CPLLM-WPF: A multi-scale prompting framework for generalizable wind power forecasting with LLMs

Wind power forecasting (WPF) is critical for promoting the integration of renewable energy into power systems. However, accurate and generalizable WPF remains challenging due to three core limitations in existing methods: 1) The inability to effectively incorporate textual information (e.g., task instructions, domain context) for enhanced accuracy and interpretability; 2) Difficulty in modeling complex multi-scale temporal dynamics in wind power data, including trends and sudden regime shifts; 3) Poor generalization performance across spatially heterogeneous wind farms, leading to high retraining costs and limited scalability. Large Language Models (LLMs) offer a promising solution due to their inherent textual knowledge, superior sequence modeling capabilities, and exceptional few-shot/zero-shot transfer potential. To harness these strengths for WPF, this paper proposes the CEEMDAN-guided Prompt-enhanced LLM for Wind Power Forecasting (CPLLM-WPF).
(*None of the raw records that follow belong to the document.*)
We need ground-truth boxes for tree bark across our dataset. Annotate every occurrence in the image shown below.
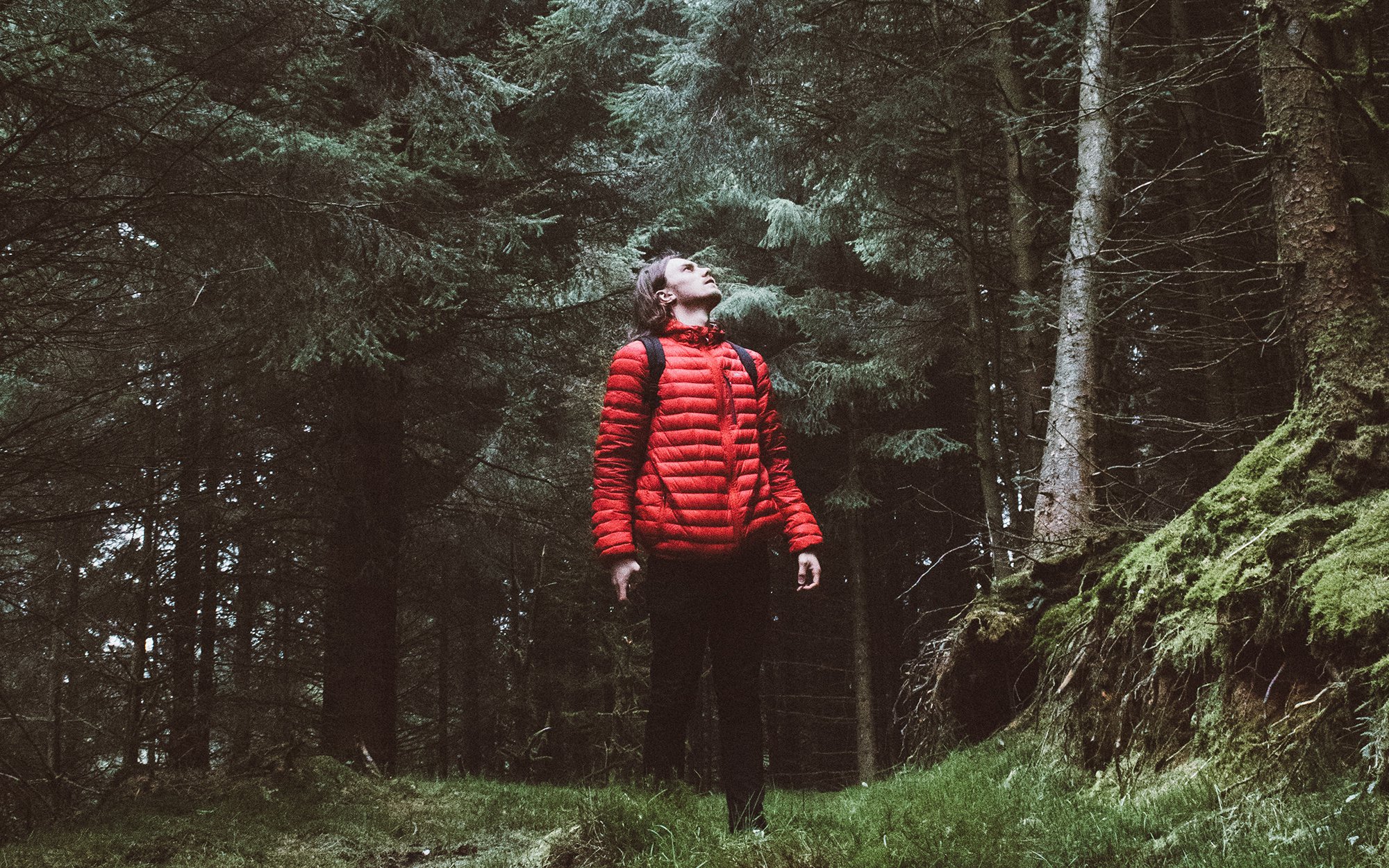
[435,568,453,778]
[983,0,1046,535]
[1258,0,1385,403]
[121,483,160,768]
[228,547,260,764]
[168,361,206,769]
[322,362,404,775]
[849,510,878,783]
[1032,0,1115,554]
[950,131,1013,579]
[194,508,222,768]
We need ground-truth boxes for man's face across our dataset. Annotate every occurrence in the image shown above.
[661,258,724,307]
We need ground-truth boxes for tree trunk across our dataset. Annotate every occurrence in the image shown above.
[1032,0,1115,553]
[168,361,206,768]
[322,364,404,775]
[121,483,160,768]
[849,510,878,783]
[1168,0,1233,433]
[950,131,1013,579]
[196,508,222,768]
[49,557,82,808]
[435,568,454,778]
[1258,0,1385,403]
[228,547,261,765]
[983,0,1046,535]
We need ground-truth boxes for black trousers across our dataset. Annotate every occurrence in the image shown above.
[643,544,771,831]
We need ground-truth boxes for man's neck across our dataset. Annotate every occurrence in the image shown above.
[671,304,710,325]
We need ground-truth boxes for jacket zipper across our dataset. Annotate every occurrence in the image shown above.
[718,353,743,543]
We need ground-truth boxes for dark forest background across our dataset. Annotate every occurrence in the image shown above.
[0,0,1389,832]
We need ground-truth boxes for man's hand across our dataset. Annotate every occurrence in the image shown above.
[613,557,642,603]
[796,551,820,590]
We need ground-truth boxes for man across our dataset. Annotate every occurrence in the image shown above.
[593,254,822,832]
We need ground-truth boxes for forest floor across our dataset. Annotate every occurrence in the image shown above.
[0,735,1389,868]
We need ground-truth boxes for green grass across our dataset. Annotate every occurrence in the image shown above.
[0,736,1386,868]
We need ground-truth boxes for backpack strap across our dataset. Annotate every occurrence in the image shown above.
[642,335,665,412]
[728,340,763,396]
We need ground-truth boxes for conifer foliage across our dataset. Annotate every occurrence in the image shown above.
[0,0,1389,835]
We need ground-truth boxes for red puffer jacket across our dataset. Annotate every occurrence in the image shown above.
[593,318,822,564]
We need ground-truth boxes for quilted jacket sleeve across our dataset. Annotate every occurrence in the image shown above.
[593,340,651,564]
[753,353,824,554]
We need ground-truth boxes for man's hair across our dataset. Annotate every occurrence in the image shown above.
[632,250,681,337]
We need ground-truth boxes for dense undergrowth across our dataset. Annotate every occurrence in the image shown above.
[0,733,1389,868]
[1033,415,1389,783]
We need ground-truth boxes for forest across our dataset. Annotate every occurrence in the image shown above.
[8,0,1389,865]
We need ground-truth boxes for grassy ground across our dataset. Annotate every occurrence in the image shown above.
[0,736,1389,868]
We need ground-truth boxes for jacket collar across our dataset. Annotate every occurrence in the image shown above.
[657,317,724,346]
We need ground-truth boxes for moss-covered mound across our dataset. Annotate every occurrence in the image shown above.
[1033,412,1389,775]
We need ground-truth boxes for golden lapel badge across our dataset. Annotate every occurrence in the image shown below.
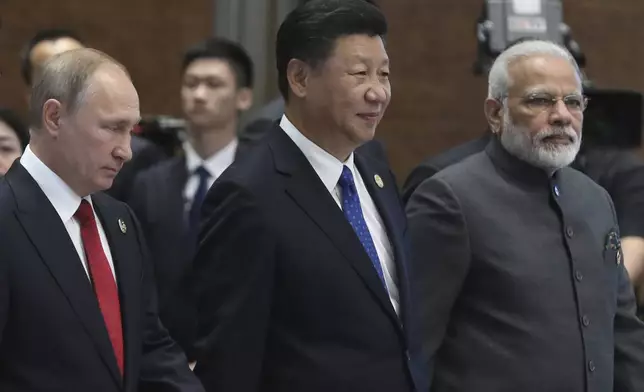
[373,174,385,188]
[119,218,127,234]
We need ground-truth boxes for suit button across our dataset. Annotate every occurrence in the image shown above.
[581,315,590,327]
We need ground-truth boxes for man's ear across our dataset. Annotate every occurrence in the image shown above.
[286,59,311,98]
[237,87,253,112]
[483,98,503,133]
[41,99,64,138]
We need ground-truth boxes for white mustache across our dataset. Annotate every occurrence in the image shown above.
[533,127,579,143]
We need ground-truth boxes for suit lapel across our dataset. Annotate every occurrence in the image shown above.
[269,127,400,326]
[354,153,408,326]
[6,163,121,386]
[92,194,142,383]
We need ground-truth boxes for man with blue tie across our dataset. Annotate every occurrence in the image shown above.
[193,0,427,392]
[128,38,253,359]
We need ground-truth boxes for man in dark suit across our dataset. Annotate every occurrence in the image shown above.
[407,41,644,392]
[128,38,253,359]
[20,29,166,201]
[0,49,203,392]
[193,0,426,392]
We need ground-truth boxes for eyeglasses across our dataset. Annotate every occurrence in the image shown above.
[522,93,588,114]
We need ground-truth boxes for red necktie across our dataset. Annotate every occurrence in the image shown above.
[74,199,123,375]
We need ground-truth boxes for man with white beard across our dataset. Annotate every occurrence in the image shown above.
[407,41,644,392]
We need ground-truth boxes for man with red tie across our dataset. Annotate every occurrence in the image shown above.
[0,49,203,392]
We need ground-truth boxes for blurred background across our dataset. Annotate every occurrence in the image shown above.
[0,0,644,182]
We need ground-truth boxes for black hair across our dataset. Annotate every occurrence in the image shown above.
[0,107,29,151]
[275,0,387,101]
[20,29,83,85]
[181,38,253,88]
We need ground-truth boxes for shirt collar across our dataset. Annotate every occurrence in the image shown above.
[183,138,239,178]
[20,146,92,223]
[280,115,355,192]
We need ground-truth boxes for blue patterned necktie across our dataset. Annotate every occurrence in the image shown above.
[188,166,210,233]
[338,166,387,289]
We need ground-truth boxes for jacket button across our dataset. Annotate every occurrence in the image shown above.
[575,270,584,282]
[581,315,590,327]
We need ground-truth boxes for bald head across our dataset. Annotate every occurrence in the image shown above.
[29,48,129,130]
[27,37,83,83]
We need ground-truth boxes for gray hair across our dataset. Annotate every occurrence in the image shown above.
[28,48,129,130]
[488,40,582,100]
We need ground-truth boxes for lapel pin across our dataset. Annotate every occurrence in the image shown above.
[119,218,127,234]
[373,174,385,188]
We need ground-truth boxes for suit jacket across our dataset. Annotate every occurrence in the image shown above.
[105,135,167,202]
[402,130,492,204]
[128,140,252,360]
[407,139,644,392]
[0,161,203,392]
[193,126,425,392]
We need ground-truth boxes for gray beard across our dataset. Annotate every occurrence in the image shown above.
[500,111,581,173]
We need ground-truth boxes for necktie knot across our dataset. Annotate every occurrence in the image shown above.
[194,166,210,181]
[338,165,356,193]
[74,199,95,226]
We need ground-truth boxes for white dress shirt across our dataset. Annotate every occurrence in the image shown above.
[280,115,400,313]
[20,146,118,280]
[183,138,239,210]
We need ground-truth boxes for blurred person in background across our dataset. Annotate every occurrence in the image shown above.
[20,28,166,201]
[0,108,29,176]
[129,38,253,359]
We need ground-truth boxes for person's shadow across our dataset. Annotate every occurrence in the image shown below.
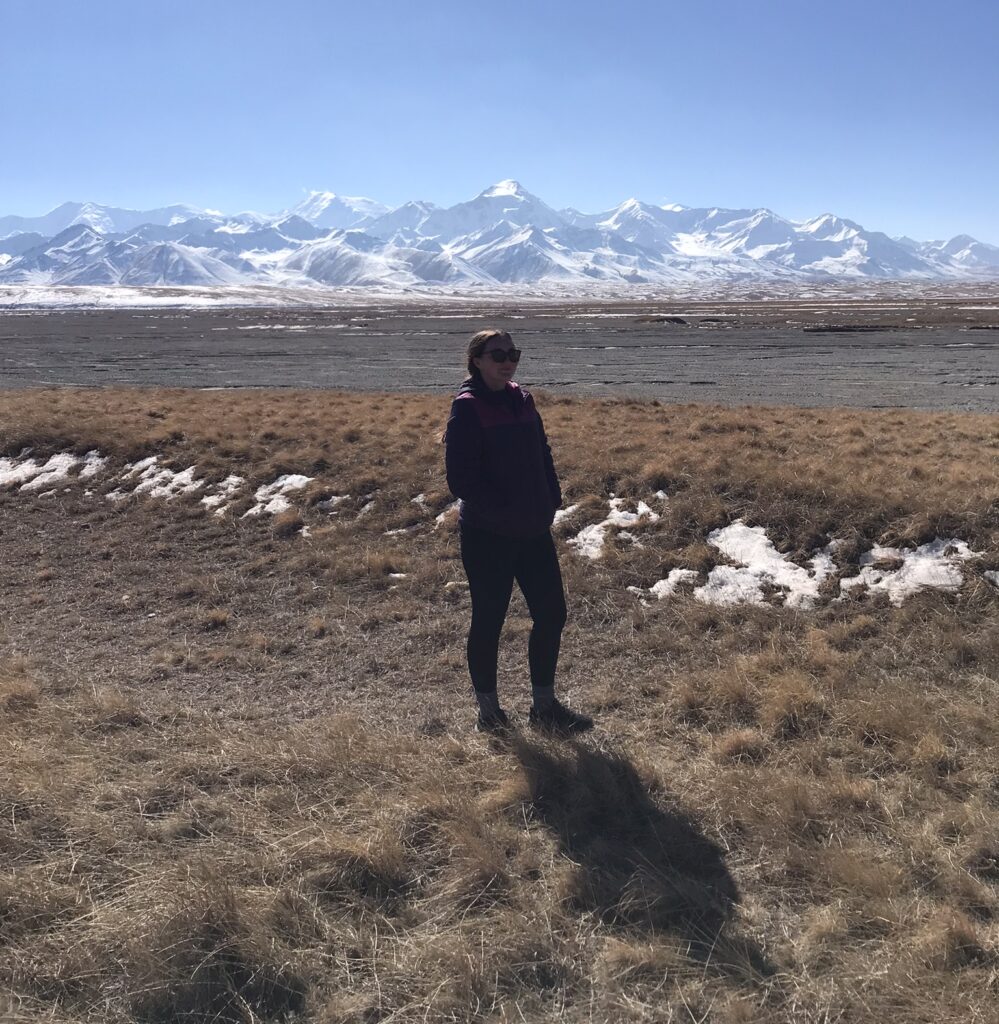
[512,735,775,984]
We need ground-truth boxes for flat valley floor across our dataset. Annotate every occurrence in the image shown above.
[0,294,999,413]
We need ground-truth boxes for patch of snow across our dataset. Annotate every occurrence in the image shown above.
[552,505,579,526]
[839,537,981,607]
[78,450,107,480]
[20,452,80,490]
[243,473,312,519]
[694,519,839,608]
[202,473,246,515]
[566,498,659,559]
[132,466,205,501]
[627,569,699,604]
[315,495,350,515]
[0,459,42,487]
[122,455,160,477]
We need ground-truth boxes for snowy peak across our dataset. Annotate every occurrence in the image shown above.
[0,178,999,291]
[476,178,534,201]
[280,191,389,227]
[798,213,864,242]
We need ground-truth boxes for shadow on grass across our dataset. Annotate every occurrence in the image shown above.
[513,737,775,984]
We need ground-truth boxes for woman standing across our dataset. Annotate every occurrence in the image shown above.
[444,330,593,732]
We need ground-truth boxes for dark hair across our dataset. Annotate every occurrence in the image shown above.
[466,327,514,377]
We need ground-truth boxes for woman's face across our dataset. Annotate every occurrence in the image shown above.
[472,338,517,391]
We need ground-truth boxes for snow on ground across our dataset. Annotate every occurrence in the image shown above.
[132,466,205,501]
[202,473,246,515]
[243,473,313,519]
[552,505,579,526]
[568,497,659,559]
[627,569,700,604]
[0,449,999,609]
[694,519,837,608]
[839,537,982,606]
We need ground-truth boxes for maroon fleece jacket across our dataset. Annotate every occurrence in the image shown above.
[444,378,562,537]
We first use Complete Ensemble Empirical Mode Decomposition with Adaptive Noise (CEEMDAN) to decompose each input feature into a set of Intrinsic Mode Functions (IMFs) and a residual, isolating trends and disturbances to provide the LLM with scale-specific inputs that mitigate volatility. A reprogramming layer then converts the numerical patches into token embeddings, and a task-aware prompt injects forecast instructions and component statistics, allowing the LLM to fuse textual knowledge with decomposed signals. Finally, Low-Rank Adaptation (LoRA) fine-tunes only the query and key projections, enabling adaptation to wind power domains with minimal computational overhead while preserving generalization. Extensive experiments on real-world wind farm datasets demonstrate that CPLLM-WPF consistently outperforms state-of-the-art baselines in both standard forecasting and zero-shot transfer scenarios, highlighting its accuracy, adaptability, and robustness.